Auction (Score:3, Interesting)
The Problem with Queuing (Score:4, Insightful)
Unfair? (Score:5, Funny)
(http://mattwarden.com/)
* People set up process that my 5-year old niece would have realized wouldn't work.
* Process doesn't work.
Seems pretty fair to me.
May I Be The First To Say... (Score:4, Funny)
List of registrars shows the phantoms (Score:3, Interesting)
(http://tigertiger.de/)
Since this is a pretty obvious process, I guess it amounts to every registrar choosing how many chances in the landrush it wants to pay for... So what? Vetting individual registrars anyway would have been an messy procedure, the EU registry makes some money from the bogus registrations, and nobody knows if anyone will ever pay any sizable amount for a .eu domain.
So who are the "Company Xs"? (Score:5, Interesting)
I found one of them.
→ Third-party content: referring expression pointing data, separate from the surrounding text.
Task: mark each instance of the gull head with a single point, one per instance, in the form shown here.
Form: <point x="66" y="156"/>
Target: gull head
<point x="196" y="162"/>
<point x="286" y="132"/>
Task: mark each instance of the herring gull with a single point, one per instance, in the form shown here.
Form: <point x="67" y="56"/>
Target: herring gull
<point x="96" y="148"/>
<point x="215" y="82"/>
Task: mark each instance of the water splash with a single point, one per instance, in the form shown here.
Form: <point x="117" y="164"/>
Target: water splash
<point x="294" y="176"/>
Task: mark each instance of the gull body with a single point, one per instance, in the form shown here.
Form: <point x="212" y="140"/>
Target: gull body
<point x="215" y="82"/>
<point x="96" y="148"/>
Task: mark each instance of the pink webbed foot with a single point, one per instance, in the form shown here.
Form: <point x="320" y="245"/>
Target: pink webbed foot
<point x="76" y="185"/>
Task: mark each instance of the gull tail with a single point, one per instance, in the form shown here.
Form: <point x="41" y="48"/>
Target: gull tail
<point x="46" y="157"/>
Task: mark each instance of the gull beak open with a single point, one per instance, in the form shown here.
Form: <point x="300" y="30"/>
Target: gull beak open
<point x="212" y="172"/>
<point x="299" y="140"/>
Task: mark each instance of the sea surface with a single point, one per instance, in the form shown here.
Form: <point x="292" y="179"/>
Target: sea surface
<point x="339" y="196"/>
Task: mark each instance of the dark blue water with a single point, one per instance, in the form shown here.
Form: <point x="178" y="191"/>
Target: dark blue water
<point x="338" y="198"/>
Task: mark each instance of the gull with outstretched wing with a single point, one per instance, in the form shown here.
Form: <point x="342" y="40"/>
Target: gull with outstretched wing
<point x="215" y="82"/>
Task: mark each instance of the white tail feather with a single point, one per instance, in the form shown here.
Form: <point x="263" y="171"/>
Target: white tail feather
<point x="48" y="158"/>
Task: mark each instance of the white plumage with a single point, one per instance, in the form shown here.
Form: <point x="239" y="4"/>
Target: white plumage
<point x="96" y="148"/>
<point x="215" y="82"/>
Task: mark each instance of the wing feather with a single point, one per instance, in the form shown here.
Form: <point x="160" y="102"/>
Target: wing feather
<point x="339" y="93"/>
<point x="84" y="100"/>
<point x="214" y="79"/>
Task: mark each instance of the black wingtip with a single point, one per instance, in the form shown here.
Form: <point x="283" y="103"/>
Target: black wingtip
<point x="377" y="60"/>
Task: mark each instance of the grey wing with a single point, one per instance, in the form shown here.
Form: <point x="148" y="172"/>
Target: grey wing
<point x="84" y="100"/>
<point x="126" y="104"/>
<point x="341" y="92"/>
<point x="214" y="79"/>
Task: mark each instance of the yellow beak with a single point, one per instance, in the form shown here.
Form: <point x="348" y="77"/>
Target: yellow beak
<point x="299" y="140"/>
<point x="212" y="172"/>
Dotster [dotster.com] is the one behind a whole [eurid.eu] bunch [eurid.eu] of [eurid.eu] Vancouver-based [eurid.eu] registrars [eurid.eu].
Has anyone else had any luck tracking down the other companies behind this?
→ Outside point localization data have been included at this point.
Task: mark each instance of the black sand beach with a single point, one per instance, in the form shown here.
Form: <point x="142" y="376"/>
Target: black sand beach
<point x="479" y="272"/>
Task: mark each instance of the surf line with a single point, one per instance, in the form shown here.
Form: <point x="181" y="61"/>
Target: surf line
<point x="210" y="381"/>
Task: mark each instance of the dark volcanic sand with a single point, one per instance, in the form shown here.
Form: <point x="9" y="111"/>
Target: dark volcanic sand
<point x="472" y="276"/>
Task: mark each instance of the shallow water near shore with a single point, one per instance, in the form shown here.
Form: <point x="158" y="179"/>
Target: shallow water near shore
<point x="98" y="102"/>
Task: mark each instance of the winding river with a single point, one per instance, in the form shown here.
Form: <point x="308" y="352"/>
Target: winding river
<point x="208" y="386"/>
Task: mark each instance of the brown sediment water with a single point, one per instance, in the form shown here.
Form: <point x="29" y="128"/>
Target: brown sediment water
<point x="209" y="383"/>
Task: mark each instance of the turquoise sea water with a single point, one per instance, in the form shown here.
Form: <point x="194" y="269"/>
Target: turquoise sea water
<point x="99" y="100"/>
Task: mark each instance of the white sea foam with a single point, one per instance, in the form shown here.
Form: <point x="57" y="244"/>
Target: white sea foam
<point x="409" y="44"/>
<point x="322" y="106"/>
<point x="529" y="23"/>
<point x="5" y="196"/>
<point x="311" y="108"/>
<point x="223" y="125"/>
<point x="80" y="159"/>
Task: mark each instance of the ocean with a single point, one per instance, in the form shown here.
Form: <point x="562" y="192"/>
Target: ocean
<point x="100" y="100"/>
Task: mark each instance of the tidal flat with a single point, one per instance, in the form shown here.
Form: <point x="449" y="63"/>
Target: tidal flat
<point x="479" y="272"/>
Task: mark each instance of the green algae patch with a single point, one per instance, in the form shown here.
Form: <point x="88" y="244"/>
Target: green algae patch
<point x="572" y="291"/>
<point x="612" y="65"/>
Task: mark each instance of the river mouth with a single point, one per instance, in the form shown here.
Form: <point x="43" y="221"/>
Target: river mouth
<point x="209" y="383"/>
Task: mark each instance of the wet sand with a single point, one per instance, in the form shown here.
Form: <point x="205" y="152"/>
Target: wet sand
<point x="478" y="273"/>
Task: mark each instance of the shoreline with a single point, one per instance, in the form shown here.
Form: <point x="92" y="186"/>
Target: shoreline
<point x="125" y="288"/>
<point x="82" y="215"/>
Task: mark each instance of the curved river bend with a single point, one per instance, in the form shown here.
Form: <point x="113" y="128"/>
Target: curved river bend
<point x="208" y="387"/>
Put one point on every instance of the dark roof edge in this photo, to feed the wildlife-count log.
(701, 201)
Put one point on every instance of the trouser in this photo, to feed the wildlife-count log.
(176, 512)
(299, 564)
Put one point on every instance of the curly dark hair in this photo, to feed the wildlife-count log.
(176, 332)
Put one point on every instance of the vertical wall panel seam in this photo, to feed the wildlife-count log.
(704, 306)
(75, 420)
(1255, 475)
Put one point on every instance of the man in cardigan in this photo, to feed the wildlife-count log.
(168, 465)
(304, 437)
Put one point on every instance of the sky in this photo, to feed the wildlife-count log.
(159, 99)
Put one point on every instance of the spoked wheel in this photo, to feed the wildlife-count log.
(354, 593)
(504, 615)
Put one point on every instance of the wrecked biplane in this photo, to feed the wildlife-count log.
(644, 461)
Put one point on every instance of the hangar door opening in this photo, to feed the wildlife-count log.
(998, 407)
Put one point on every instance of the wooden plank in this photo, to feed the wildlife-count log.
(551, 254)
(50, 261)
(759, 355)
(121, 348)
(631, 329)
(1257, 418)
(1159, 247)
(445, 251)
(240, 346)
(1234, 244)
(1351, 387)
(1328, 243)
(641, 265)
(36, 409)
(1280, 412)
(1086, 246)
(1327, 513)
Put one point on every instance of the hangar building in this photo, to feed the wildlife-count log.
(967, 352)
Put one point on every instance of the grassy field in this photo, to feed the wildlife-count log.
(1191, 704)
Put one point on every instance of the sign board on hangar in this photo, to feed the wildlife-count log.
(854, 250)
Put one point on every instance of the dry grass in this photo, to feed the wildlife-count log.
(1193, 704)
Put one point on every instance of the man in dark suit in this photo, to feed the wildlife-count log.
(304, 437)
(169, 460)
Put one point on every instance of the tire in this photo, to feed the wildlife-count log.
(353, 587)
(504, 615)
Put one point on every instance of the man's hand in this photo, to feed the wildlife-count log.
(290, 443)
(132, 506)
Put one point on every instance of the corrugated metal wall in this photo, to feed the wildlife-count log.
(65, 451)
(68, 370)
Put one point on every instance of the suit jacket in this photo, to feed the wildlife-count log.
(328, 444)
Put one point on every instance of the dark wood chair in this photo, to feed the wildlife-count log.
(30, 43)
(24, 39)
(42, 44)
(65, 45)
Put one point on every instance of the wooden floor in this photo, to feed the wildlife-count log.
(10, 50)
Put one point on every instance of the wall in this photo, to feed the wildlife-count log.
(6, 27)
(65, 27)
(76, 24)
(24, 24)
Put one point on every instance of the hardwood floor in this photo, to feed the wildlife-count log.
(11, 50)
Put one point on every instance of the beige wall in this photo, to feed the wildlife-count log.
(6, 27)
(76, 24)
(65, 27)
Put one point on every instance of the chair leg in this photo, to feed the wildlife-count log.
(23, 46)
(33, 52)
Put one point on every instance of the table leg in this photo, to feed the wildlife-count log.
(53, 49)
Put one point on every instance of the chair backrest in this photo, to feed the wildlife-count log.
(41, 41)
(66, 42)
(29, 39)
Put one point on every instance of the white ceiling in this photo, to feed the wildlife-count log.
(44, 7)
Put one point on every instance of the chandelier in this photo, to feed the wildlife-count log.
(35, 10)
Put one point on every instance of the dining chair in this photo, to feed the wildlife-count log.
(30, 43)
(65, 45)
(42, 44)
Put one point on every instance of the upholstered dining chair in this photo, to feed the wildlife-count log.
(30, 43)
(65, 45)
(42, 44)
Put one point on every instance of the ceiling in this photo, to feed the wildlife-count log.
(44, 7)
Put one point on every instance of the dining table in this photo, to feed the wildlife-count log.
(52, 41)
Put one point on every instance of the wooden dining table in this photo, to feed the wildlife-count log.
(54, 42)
There isn't much you could do to stop it (Score:3, Informative)
(http://paul-robinson.us/ | Last Journal: Thursday October 25, @07:28AM)
Well, there isn't really any way to work around this, as someone could simply have paid $50 each or whatever the cheapest state in the U.S. charges for corporations, and register 1000 corporations, then have each apply separately. After they get whatever domains they want, they sell them - for $1 - to the destined 'master corporation' and discontinue operators by doing a wind-up and dissolve . As legal as church on Sunday and as legally invulnerable. Whether you like it or not, a corporation is a separate entity from its directors or stockholders, and two separate corporations created by the same incorporator are, as a matter of law, three separate entities and entitled to recognition as separate entities. So even if some of the registrars are fake, they could still do the whole thing by registering lots of corporations separately. Raises the price by $50 each registrar but when we are looking at potentially tens or hundreds of thousands of euros per domain name they get, it's chump change.
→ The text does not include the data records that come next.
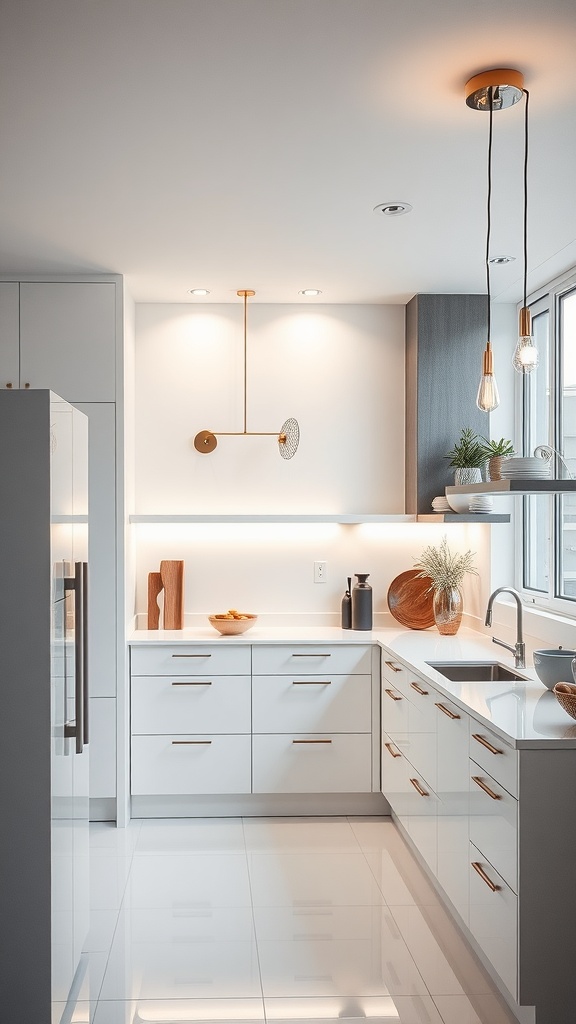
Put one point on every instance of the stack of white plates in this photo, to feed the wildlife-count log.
(481, 503)
(440, 504)
(531, 469)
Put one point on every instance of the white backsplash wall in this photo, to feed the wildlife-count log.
(268, 568)
(337, 369)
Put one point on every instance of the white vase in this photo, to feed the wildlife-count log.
(467, 474)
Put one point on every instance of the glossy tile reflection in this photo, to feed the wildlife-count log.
(283, 920)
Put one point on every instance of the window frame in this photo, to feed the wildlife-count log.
(547, 299)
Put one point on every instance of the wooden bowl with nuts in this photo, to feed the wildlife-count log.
(233, 623)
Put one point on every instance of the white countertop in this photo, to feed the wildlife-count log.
(524, 713)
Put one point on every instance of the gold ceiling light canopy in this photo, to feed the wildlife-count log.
(496, 90)
(502, 87)
(289, 434)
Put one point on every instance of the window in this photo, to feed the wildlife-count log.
(548, 400)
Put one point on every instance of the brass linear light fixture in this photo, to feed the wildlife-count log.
(289, 435)
(491, 90)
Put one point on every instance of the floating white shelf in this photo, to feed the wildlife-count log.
(335, 517)
(464, 517)
(513, 487)
(69, 519)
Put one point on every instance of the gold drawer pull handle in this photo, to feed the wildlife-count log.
(312, 682)
(196, 682)
(191, 742)
(192, 655)
(481, 739)
(447, 711)
(486, 787)
(418, 787)
(392, 752)
(419, 689)
(312, 740)
(327, 654)
(480, 870)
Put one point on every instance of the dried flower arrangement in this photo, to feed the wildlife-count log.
(445, 568)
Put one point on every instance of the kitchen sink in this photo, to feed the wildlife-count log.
(476, 672)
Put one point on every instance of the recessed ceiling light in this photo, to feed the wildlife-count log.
(395, 209)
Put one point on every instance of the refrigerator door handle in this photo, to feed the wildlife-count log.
(85, 685)
(76, 729)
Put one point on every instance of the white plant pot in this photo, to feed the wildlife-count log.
(467, 474)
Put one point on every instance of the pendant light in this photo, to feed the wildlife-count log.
(526, 354)
(488, 397)
(492, 90)
(288, 436)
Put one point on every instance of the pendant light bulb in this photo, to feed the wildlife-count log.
(488, 397)
(526, 354)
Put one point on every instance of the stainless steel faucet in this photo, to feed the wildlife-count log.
(519, 649)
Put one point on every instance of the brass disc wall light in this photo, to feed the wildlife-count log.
(289, 434)
(491, 90)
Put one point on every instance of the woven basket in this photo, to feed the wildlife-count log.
(566, 695)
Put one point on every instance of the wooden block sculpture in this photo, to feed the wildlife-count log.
(169, 580)
(154, 590)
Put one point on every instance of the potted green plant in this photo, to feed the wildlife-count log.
(494, 453)
(467, 458)
(446, 571)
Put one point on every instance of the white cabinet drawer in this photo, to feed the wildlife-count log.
(393, 672)
(201, 704)
(191, 659)
(315, 704)
(315, 658)
(395, 776)
(493, 919)
(183, 764)
(494, 756)
(312, 764)
(395, 709)
(494, 823)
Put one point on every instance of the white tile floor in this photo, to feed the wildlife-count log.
(323, 920)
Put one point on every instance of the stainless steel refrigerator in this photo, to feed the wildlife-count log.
(43, 704)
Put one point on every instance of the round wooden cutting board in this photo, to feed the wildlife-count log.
(409, 600)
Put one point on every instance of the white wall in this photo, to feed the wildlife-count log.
(339, 370)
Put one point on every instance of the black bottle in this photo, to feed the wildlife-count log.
(346, 607)
(362, 603)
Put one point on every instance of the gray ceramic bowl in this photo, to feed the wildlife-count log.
(553, 666)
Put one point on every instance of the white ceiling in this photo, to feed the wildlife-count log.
(243, 143)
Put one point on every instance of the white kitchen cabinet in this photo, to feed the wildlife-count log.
(453, 775)
(103, 749)
(318, 704)
(312, 763)
(211, 704)
(64, 335)
(191, 715)
(191, 764)
(493, 823)
(312, 710)
(68, 339)
(9, 334)
(315, 658)
(190, 659)
(494, 756)
(493, 918)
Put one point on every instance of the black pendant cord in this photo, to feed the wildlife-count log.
(489, 204)
(527, 94)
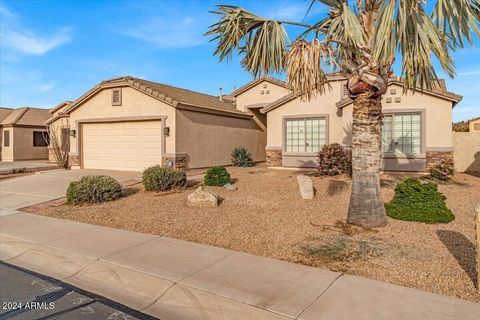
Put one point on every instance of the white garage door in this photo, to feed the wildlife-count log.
(130, 146)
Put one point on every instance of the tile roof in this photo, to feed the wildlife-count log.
(185, 96)
(27, 116)
(257, 81)
(174, 96)
(4, 112)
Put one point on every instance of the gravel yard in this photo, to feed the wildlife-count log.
(267, 217)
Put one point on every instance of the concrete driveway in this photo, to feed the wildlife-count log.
(8, 166)
(29, 190)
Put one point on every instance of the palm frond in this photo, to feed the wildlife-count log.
(262, 42)
(457, 19)
(306, 66)
(418, 38)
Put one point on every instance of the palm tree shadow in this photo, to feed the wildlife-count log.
(462, 249)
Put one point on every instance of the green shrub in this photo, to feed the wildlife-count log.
(417, 201)
(19, 170)
(217, 176)
(333, 160)
(241, 157)
(157, 178)
(442, 170)
(93, 189)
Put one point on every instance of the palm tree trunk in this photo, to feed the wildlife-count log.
(366, 205)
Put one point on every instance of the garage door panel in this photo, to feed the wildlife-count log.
(122, 146)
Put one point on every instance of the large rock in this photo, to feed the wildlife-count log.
(305, 186)
(202, 197)
(230, 187)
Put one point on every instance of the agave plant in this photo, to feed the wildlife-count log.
(360, 39)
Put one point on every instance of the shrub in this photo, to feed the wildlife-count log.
(19, 170)
(333, 160)
(157, 178)
(217, 176)
(93, 189)
(442, 170)
(416, 201)
(241, 157)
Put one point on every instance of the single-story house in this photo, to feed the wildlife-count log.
(474, 125)
(129, 124)
(416, 129)
(24, 135)
(4, 112)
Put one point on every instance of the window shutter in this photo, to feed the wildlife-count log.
(116, 97)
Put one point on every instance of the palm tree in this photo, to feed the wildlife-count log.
(360, 39)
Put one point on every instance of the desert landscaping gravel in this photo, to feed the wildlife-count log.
(266, 216)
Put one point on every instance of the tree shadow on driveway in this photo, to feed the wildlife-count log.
(462, 249)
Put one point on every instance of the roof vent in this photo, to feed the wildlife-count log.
(117, 97)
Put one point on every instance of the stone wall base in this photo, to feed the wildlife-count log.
(435, 157)
(273, 157)
(176, 160)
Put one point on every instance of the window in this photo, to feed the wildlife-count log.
(6, 138)
(40, 138)
(116, 97)
(402, 133)
(305, 135)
Are you upset because you don't like what they are doing or are you upset because you didn't think to do it? You're the owner of a corporation; realize the purpose of a corporation is to provide limited liability for its owner(s) and thus allowing them, in effect, to legally cheat their creditors by denying them access to the owner's personal assets if the business fails. (Your company isn't public so I presume you're not needing to sell stock, which is a different matter). If this wasn't the purpose of a separate entity, one wouldn't need to incorporate, one could simply operate it as a sole proprietor under a fictitious name. But operating in corporate form allows one limited liability and separate existence from the corporate form. And if someone wants to set up a bunch of alleged 'sham' registrars, there really isn't any way to do it unless you only allow registrars to be individuals.
Short of that, there is always some way someone could - as you call it - 'game the system'.
If names would have been more valuable that multiple registrants would want the same names, then the answer is for the EU registry to auction them itself, thus draining the profit away from middlemen resellers.
Maybe it might seem unfair, but your comment sounds more like sour grapes. As long as someone registering in a system does not have to be a human being and can be a legal entity someone can always find a way to make multiple registrations in that system.